So what do you use? Milk jugs-gelatin-wet news paper? Find someone that has exact twin and shoot them with different calibers. What would you suggest?
Actually, that was one of my points. Gelatin and other such substitutes might
approximate the average density of flesh to some extent, but they don't take into account, movement, bone, angled trajectory, state of mind, or whether or not a round does damage to the CNS.
I think it's impossible, at least with current methods, to "prove" that one sort of ammunition is superior to another when it comes to stopping an assailant. I give Marshall and Sanow credit for trying, and for coming up with a novel methodology, but I'm not sold on the results. Nor do I think people should base potentially life-altering choices on the data.

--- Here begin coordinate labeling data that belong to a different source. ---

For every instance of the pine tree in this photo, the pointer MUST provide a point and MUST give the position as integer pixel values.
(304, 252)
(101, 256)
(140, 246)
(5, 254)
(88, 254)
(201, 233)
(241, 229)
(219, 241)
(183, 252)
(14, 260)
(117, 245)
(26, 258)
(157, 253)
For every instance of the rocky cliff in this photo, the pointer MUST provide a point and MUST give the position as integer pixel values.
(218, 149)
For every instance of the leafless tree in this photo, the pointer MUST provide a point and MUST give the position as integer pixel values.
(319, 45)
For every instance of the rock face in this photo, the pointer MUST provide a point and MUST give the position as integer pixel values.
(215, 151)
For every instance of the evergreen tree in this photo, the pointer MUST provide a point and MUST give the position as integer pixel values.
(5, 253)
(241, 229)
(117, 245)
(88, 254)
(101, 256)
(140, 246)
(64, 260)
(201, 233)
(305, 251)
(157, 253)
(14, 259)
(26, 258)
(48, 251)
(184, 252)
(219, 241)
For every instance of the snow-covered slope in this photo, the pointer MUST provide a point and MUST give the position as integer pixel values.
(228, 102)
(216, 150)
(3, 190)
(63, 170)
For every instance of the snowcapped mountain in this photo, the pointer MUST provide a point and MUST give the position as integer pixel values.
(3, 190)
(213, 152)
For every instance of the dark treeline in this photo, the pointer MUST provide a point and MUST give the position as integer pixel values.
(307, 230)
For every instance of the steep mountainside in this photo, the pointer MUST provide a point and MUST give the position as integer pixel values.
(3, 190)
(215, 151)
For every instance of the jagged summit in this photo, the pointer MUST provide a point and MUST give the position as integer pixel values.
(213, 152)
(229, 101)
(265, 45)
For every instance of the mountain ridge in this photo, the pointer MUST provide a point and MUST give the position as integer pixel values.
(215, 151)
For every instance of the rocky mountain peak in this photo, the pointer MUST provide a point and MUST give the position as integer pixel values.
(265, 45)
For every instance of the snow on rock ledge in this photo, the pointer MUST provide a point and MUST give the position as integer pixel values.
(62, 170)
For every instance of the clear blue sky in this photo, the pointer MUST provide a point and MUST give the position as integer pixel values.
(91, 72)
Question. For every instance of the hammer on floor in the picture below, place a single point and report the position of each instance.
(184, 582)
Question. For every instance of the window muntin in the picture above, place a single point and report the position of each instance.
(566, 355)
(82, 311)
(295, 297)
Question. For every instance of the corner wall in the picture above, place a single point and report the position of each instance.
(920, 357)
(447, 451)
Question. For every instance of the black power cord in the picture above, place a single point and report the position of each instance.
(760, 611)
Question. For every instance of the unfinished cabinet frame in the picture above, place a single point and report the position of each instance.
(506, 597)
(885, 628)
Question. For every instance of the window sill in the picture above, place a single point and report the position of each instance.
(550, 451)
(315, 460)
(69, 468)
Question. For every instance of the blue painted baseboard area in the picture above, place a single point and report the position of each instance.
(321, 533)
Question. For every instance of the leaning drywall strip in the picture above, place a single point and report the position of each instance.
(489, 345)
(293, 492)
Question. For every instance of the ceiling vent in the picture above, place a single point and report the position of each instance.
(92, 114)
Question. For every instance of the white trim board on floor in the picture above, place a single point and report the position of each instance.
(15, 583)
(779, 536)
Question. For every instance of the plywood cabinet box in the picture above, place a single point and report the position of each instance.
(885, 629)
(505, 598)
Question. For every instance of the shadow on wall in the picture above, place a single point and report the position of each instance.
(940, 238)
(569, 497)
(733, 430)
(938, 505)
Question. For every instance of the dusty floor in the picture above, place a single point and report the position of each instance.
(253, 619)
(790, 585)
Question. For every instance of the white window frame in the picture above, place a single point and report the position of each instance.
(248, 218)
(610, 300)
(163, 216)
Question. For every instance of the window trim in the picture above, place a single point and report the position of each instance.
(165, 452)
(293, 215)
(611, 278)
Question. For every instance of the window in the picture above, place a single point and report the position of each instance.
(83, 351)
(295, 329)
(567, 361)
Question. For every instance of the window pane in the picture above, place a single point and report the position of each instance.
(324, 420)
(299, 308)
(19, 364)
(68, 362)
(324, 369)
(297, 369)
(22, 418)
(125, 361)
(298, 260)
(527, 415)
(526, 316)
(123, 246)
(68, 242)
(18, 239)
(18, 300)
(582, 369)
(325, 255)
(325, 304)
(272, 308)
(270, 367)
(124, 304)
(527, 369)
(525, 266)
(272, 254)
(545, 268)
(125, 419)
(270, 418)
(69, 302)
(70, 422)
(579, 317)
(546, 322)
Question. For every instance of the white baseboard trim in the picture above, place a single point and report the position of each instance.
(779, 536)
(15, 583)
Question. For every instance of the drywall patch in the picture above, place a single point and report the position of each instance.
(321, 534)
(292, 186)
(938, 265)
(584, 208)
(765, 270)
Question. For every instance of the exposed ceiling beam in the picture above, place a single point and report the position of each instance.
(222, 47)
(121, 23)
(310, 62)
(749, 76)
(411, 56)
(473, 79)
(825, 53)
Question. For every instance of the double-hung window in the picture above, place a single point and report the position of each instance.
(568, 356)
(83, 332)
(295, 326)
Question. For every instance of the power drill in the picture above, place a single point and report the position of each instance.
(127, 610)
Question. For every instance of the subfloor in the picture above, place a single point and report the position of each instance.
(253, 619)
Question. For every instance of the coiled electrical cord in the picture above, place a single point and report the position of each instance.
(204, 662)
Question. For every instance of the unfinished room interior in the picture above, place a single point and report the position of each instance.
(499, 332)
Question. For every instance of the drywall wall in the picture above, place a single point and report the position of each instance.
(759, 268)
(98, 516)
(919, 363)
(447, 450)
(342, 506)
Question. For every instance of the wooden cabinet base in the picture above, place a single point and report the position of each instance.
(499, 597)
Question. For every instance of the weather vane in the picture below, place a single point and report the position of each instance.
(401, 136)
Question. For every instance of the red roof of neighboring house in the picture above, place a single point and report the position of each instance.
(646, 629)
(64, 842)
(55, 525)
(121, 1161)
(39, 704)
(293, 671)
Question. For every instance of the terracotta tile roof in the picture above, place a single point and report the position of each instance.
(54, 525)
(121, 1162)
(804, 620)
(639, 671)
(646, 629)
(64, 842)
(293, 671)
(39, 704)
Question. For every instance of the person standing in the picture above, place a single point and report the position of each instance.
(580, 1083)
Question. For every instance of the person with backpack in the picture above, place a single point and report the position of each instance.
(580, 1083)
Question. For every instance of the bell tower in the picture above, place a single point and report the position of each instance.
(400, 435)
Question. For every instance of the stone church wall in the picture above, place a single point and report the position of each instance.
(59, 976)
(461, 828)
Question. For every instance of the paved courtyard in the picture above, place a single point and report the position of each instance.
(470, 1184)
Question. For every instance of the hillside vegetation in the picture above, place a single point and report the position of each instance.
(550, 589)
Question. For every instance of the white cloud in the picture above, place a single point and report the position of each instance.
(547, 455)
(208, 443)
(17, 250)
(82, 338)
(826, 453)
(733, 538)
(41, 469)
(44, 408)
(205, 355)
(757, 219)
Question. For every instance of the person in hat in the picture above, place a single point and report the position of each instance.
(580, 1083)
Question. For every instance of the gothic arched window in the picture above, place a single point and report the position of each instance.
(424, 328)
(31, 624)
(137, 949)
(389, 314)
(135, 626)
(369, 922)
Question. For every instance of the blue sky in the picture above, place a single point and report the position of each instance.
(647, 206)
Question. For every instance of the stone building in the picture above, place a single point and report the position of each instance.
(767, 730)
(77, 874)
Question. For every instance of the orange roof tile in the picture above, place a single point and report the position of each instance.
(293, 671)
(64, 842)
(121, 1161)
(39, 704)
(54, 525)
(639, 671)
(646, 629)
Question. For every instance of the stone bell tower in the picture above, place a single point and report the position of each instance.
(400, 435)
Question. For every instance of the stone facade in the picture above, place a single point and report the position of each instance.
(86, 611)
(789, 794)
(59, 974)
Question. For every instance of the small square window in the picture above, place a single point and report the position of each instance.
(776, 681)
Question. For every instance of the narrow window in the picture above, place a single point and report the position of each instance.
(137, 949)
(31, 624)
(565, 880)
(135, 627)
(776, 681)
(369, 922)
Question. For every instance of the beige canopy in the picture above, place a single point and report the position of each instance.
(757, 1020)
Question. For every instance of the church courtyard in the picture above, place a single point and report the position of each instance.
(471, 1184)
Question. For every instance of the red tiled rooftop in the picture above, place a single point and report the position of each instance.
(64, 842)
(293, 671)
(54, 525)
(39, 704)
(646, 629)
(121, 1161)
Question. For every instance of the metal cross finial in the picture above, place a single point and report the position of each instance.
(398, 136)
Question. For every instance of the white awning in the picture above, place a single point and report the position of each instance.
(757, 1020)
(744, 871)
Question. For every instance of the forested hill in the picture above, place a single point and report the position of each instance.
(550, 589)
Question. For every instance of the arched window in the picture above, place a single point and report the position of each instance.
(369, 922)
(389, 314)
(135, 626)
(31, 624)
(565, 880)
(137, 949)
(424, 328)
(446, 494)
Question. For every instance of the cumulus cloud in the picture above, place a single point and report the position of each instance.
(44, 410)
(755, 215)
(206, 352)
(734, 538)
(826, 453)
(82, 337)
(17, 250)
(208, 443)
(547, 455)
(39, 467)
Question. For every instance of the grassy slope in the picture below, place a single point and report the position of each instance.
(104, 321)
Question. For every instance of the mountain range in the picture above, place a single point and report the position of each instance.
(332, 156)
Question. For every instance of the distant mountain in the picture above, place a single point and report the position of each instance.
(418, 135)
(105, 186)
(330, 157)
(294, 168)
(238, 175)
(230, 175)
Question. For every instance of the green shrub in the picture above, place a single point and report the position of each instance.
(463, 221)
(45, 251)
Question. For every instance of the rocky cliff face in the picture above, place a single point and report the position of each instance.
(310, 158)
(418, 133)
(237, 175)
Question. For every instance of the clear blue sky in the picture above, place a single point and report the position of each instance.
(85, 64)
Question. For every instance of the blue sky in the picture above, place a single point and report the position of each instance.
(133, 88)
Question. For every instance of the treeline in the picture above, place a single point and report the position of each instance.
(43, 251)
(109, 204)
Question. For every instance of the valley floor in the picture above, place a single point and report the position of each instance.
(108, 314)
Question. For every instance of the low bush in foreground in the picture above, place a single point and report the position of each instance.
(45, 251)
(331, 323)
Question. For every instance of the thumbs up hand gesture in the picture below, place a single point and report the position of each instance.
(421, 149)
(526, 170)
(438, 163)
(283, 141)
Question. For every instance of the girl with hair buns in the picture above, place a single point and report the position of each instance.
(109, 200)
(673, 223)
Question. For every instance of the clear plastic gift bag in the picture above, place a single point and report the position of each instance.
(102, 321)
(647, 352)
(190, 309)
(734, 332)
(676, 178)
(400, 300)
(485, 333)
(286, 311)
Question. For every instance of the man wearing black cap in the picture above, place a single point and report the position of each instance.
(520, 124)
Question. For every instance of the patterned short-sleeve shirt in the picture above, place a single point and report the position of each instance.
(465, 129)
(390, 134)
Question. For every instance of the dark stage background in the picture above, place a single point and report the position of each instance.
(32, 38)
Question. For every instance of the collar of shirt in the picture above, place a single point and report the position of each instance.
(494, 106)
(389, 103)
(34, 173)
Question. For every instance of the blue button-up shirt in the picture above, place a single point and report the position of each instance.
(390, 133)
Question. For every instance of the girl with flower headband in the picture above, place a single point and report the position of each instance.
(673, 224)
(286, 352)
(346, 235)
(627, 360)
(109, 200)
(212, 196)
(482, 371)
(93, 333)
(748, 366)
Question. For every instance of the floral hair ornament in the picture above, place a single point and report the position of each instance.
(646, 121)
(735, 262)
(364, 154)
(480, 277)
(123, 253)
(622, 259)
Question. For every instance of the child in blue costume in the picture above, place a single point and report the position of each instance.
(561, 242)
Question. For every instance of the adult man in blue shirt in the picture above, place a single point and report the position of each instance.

So what do you base your selection from. Internet?
Good lord, no. I worry that internet advice has gotten more than a few people in serious trouble. My personal criteria are:
- reliability in the gun for which it's to be used,
- accuracy with the gun in which it's being used,
- muzzle flash,
- velocity and bullet weight,
- and very far down in last place, how long it's been around, and what its reputation is.
Anything else, I consider to be peripheral. I don't care what Fackler recommends, or what did or didn't work in the Miami Shootout. I consider all of that data academic, and I somehow doubt that any of those pundits will be around to defend me when I'm in harm's way.
On LAPD, the largest police department on the West Coast, and the Los Angeles County Sheriff's Department, possibly the largest sherrifs department in the nation, the 45 ACP is still used in S&W, Glock and Kimber pistols
Were they already doing so in 1996? I seem to remember mostly seeing Berettas.
Misses didn't even enter into the data, did they?
You've made the point much more concisely than I could.